When the battle was over, it is said that the warriors were buried in a common site, creating a mound that can still be seen today near the Blue Posts Hotel. This meaning is given more weight by the fact that the fallen soldiers of the Second World War were also buried in this same town.

A second, not so spectacular, theory claims that the name may have been derived from the Maasai word Sika, which means rubbing something off an edge.

It is in Thika that you will find the famous Mugumo Gardens, named after a giant fig tree that was the centre of a great prophecy by an equally great seer – Mugo wa Kibiro. Mugo wa Kibiro, also known as Cege wa Kibiru, foretold of a day the fig tree would fall and its fall would symbolise the end of British rule in Kenya.

Despite the British frantically attempting to reinforce the tree by building an iron ring around to prevent it from falling, the giant 15-foot diameter fig tree still came down.

Legend has it that the tree split in 2 and then fell in 2 stages with the first half falling in 1963, the year Kenya gained independence.

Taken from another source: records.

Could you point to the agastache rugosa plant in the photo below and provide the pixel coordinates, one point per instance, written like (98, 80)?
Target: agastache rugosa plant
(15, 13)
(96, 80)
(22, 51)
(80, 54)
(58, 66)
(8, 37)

But Mugo’s prophecies did not stop there. It was he who foretold of the coming of colonialists ‘carrying fire in their pockets’. It is largely believed he meant matchboxes.

He talked of their colour as that of kiengere, a small light coloured frog that lives in water, and their dressing as that of cihuruta (butterflies). He said they would carry magical sticks which would produce fire (guns).

He even saw the coming of the railway line and the arrival of the locomotive which he described as a ‘fire-spitting serpent of iron that would gobble people up at one point and vomit them at another’. It is said that most of Mugo Kibiru’s prophecies have come to pass.

Thika is home to the Fourteen Falls. It houses the Christina Wangari Gardens, named after a famous freedom fighter and Kikuyu heroine. At the heart of the vibrant town is an old clock tower built by British settlers in the early 1900s. It has since been renovated by the town council and replaced with a modern one – which is a bit sad.

Thika serves as a gateway to various tourist sites like the Yatta Plateau, the Ndaka-ini Dam, where the Ndaka-ini Half Marathon is held every year. Kilimambogo National Park and Mount Kenya can also be accessed from here.

If you love history, then you will certainly see lots of it at Thika. Plan to visit one of these fine days and experience it for yourself.